Swim in a secret spot
The Asco Valley is full of beautiful rock pools, but our absolute favourite is just past the little auberge in Asco village called E-Cime. Here, a left turn down an unmade road brings you to an old Genoese bridge, under which hides an enchanting natural swimming pool. A picnic of bread and salami after a leisurely swim makes for a perfectly relaxing afternoon.
Discover a miracle cure
One of the most powerful healing oils in the world is wild-harvested right here in the Corsican countryside. Immortelle Essential Oil is extremely scarce and has historically been used to fight infection, soothe aches and pains and even treat respiratory problems. Visit the little-known distillery in Lumio and discover the oil favoured by cosmetic companies who claim it reduces fine lines.
Get away from it all
For a perfect place to truly unwind, head for the parking area at Arinella beach, cross the railway track and turn immediately right. At the end of the road, a five-minute walk through the maquis brings you to the idyllically small and secret Algaio beach, which you might even have all to yourself. It’s particularly delightful in high season when other beaches can get busy.

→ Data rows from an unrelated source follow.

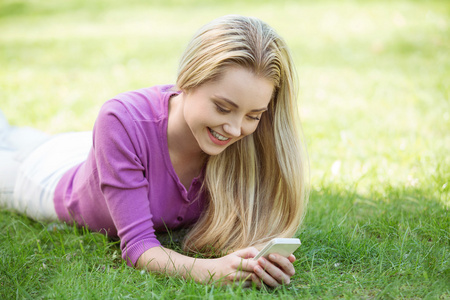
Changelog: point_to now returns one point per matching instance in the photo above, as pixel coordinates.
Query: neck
(181, 142)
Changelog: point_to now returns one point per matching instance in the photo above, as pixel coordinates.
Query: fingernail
(263, 261)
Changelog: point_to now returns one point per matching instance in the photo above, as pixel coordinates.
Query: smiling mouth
(217, 135)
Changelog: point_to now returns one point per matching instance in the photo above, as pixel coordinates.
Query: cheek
(249, 128)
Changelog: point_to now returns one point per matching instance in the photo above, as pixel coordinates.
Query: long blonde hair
(256, 187)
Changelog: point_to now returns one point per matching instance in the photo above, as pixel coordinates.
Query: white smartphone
(282, 246)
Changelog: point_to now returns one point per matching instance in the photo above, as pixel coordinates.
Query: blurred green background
(374, 75)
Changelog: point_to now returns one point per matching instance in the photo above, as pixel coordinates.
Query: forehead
(242, 87)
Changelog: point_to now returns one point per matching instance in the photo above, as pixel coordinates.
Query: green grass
(376, 114)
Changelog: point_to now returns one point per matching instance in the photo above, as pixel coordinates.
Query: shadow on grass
(391, 245)
(386, 246)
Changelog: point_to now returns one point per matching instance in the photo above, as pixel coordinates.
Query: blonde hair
(256, 187)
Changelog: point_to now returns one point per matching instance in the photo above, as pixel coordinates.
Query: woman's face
(224, 111)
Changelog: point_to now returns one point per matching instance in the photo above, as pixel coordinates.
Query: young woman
(219, 152)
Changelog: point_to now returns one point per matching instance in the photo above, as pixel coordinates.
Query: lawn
(375, 109)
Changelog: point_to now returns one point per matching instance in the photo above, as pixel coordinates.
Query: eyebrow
(236, 106)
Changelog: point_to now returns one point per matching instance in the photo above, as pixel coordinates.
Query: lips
(217, 138)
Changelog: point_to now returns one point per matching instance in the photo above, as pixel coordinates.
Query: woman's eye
(255, 118)
(221, 109)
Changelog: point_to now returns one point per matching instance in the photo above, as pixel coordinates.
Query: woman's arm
(235, 267)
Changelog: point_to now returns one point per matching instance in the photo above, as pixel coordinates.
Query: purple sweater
(128, 187)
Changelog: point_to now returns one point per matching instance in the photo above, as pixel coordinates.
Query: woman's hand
(274, 271)
(235, 267)
(240, 266)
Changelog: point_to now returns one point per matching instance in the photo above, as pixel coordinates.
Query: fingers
(247, 252)
(275, 271)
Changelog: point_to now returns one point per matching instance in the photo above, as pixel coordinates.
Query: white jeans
(32, 163)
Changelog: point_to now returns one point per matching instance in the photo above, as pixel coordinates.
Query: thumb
(246, 253)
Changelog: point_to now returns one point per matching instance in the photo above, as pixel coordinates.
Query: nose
(233, 129)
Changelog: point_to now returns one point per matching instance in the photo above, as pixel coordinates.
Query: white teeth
(218, 136)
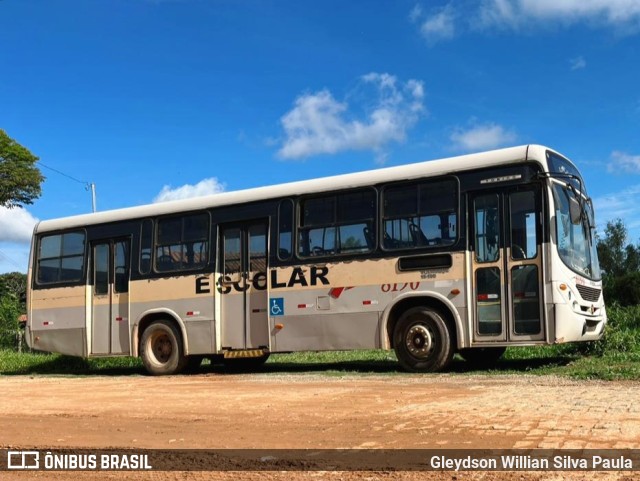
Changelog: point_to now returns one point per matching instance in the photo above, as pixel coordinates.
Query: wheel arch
(434, 300)
(151, 316)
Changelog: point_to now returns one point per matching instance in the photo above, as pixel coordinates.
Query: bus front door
(506, 238)
(110, 297)
(243, 286)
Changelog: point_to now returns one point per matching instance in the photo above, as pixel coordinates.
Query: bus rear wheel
(161, 349)
(422, 341)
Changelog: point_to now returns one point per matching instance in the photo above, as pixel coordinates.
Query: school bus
(467, 255)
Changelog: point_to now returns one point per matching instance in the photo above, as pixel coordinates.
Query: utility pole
(92, 186)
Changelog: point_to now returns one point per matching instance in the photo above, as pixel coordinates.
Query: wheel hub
(419, 341)
(162, 348)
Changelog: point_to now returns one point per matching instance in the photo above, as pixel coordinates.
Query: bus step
(244, 353)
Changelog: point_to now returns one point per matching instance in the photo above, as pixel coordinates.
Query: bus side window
(285, 230)
(182, 243)
(343, 223)
(146, 239)
(420, 215)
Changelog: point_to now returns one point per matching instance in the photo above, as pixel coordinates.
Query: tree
(20, 179)
(620, 263)
(616, 256)
(14, 284)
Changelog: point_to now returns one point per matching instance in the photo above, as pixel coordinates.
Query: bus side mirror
(575, 211)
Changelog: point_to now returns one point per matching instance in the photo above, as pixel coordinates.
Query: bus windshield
(576, 244)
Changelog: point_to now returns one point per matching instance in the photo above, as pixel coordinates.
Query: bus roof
(326, 184)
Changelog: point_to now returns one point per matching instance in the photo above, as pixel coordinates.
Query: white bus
(470, 254)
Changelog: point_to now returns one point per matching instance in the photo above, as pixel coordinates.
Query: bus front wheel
(161, 349)
(422, 341)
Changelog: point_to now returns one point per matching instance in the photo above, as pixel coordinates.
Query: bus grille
(589, 293)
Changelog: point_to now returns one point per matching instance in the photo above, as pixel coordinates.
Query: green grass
(615, 357)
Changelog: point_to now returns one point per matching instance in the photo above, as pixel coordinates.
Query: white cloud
(622, 162)
(459, 16)
(187, 191)
(16, 225)
(416, 13)
(623, 14)
(320, 124)
(482, 137)
(624, 205)
(440, 26)
(578, 63)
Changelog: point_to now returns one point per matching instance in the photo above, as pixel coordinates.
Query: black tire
(422, 341)
(161, 349)
(482, 357)
(193, 363)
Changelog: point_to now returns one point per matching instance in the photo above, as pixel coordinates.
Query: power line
(87, 185)
(63, 174)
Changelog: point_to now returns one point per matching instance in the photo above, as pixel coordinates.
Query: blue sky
(162, 99)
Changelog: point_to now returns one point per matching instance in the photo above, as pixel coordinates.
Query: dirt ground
(312, 411)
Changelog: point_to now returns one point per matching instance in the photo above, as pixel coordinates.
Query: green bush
(621, 336)
(623, 290)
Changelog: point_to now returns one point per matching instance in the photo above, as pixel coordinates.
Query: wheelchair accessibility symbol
(276, 306)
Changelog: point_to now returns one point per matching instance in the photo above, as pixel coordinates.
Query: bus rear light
(488, 297)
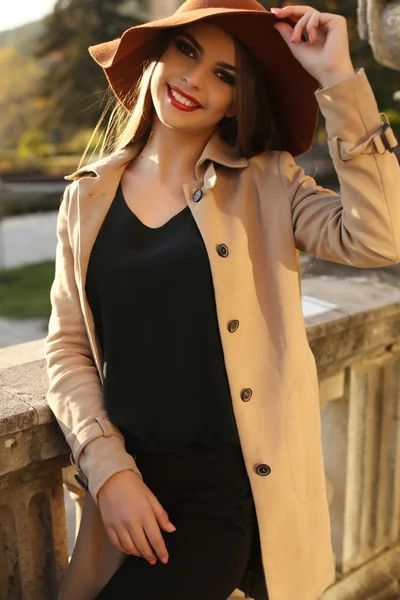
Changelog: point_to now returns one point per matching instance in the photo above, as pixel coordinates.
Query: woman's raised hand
(132, 516)
(325, 54)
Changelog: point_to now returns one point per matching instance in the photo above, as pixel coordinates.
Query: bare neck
(170, 156)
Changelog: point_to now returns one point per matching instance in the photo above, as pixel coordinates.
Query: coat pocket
(303, 435)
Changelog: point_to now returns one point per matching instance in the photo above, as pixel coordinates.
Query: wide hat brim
(291, 88)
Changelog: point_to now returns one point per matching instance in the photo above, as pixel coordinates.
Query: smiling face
(193, 84)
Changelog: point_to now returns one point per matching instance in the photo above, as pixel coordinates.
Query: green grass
(25, 291)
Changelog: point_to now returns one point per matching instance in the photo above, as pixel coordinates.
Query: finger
(300, 27)
(312, 28)
(114, 539)
(156, 540)
(142, 543)
(161, 514)
(295, 13)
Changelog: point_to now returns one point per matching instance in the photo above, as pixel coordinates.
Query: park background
(51, 96)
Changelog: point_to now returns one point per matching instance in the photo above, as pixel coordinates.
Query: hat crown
(191, 5)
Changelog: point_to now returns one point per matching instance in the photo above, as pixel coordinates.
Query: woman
(179, 367)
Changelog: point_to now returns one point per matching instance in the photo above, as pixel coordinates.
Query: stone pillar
(33, 541)
(33, 550)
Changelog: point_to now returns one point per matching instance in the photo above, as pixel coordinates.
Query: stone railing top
(349, 303)
(333, 307)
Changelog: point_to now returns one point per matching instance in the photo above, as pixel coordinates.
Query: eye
(226, 77)
(185, 48)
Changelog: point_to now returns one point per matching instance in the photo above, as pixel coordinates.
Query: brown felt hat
(291, 88)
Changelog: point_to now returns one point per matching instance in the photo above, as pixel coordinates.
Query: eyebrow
(201, 50)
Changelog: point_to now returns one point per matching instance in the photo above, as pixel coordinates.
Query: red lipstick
(177, 104)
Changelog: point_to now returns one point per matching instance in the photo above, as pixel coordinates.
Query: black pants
(208, 498)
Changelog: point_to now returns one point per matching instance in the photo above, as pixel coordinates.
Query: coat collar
(215, 151)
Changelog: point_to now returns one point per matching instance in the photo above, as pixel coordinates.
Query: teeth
(181, 99)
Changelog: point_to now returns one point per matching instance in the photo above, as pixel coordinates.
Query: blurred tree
(384, 81)
(18, 111)
(73, 85)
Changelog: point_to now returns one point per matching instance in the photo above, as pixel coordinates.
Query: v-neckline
(144, 224)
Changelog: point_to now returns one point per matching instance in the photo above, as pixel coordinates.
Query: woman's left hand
(326, 54)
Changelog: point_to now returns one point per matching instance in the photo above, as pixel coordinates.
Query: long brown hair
(251, 131)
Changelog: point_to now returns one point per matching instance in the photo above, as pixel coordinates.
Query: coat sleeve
(361, 226)
(75, 391)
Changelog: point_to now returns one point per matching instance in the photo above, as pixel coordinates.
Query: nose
(194, 77)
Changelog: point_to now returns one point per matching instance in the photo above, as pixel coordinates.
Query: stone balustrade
(353, 327)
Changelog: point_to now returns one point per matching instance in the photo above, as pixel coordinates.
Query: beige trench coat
(261, 210)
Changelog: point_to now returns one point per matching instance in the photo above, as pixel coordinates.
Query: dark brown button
(222, 250)
(246, 394)
(233, 325)
(263, 470)
(197, 195)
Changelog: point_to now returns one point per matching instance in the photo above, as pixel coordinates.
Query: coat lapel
(97, 185)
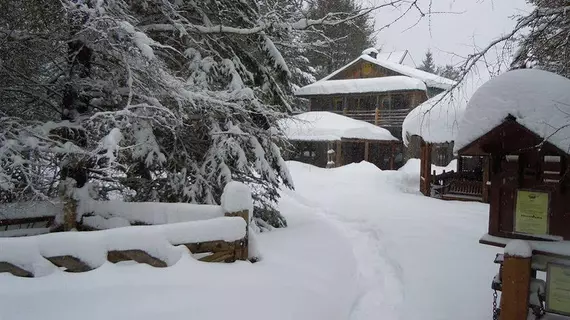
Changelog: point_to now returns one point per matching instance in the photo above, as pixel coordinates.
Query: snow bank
(539, 100)
(431, 80)
(92, 247)
(307, 272)
(146, 212)
(237, 197)
(30, 209)
(368, 85)
(437, 119)
(328, 126)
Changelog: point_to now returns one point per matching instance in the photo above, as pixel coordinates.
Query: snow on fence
(217, 237)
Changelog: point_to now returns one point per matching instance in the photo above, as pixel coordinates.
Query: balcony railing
(383, 118)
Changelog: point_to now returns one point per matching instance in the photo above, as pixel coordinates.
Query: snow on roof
(328, 126)
(431, 80)
(437, 119)
(366, 85)
(539, 100)
(369, 51)
(393, 56)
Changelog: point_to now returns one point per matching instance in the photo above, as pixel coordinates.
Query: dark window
(400, 101)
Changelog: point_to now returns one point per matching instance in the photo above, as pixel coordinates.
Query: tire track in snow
(381, 290)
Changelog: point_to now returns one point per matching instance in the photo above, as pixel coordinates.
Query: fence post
(69, 204)
(516, 280)
(376, 116)
(238, 202)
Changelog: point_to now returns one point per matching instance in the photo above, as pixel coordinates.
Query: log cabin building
(374, 89)
(429, 133)
(326, 139)
(519, 122)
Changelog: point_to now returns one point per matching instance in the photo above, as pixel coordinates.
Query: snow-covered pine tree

Pay homage to a local hero
A visit to the little village of Morosaglia, close to Ponte Leccia in the Castagniccia region, uncovers a museum dedicated to Pasquale Paoli. The boy who would go on to become the Corsican freedom fighter known as ‘the father of the nation’ was born here in 1725 and died in exile in Britain after the island was reoccupied by France.